A campanha trouxe honras e promoção para muita gente; para mim, só infortúnio e desastre. Fui transferido de minha brigada para a de Berkshire, onde servia, quando ocorreu a batalha fatal de Maiwand. Fui ferido no ombro por uma bala afegã que me fraturou o osso, atingindo a artéria subclávia. Eu teria caído nas mãos dos sanguinários ghazis, não fosse a devoção e a coragem de Murray, meu ordenança, que me colocou no lombo de um cavalo de carga e conseguiu me trazer a salvo para as linhas britânicas.

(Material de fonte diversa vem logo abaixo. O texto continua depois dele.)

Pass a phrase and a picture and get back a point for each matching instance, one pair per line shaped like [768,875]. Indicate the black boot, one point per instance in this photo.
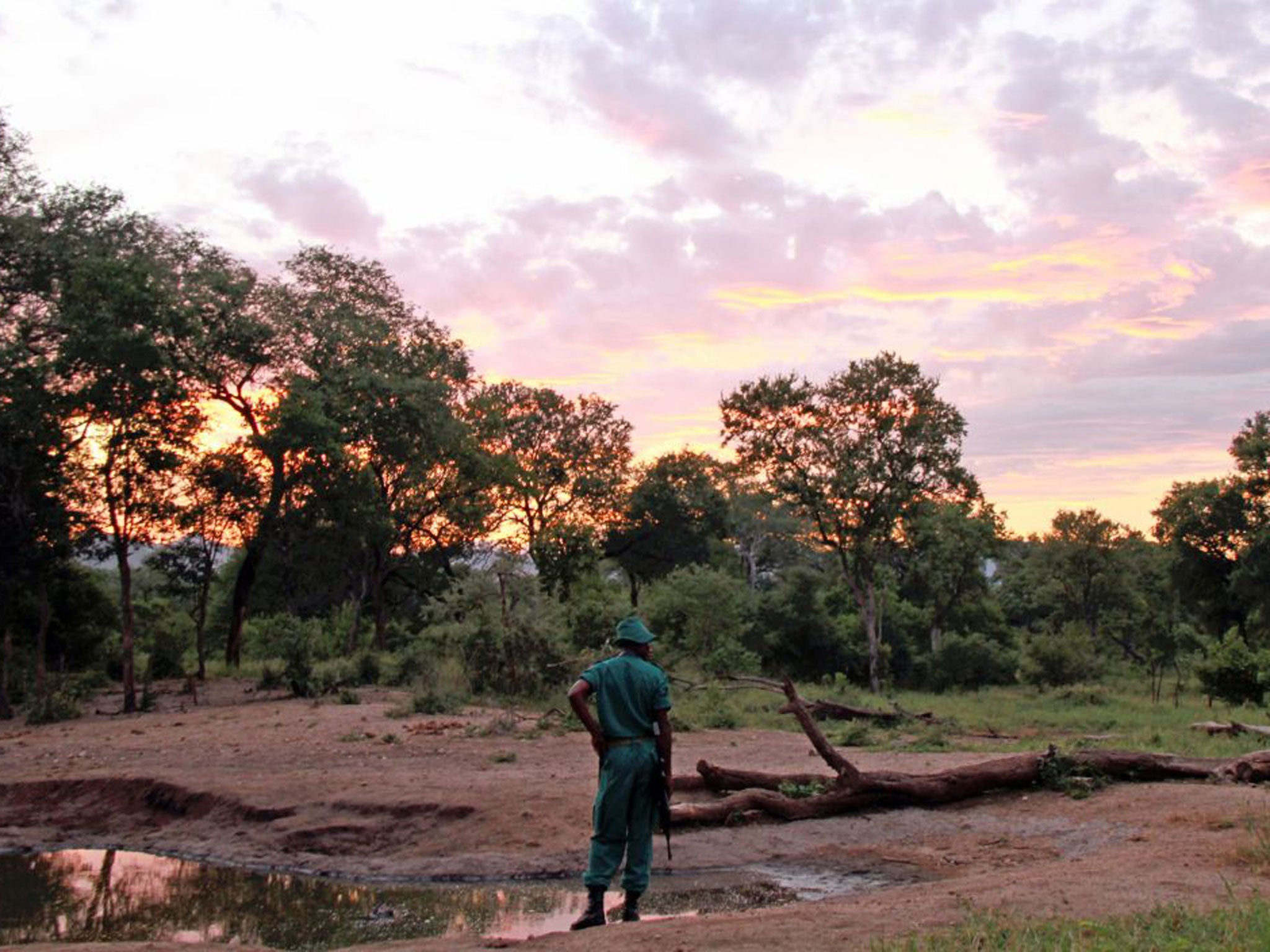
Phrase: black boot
[595,912]
[630,910]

Abalado pela dor e enfraquecido pelas prolongadas privações, fui removido para o hospital de base em Peshawar. Viajei para lá em um longo trem, na companhia de outros homens feridos. Já estava restabelecido a suficiente para caminhar pelas enfermarias e tomar sol na varanda, quando fui atacado por tifo, a maldição de nossas possessões indianas.
Corri risco de vida por vários meses. Quando, finalmente, recobrei a consciência e entrei em convalescença, estava tão fraco e emagrecido que uma junta médica determinou minha imediata remoção para a Inglaterra. Fui embarcado no Orontes, navio de transporte de tropas, e, um mês depois, desembarcava no cais de Portsmouth com a saúde arruinada, mas com a paternal permissão do governo para tentar recuperá-la nos próximos nove meses.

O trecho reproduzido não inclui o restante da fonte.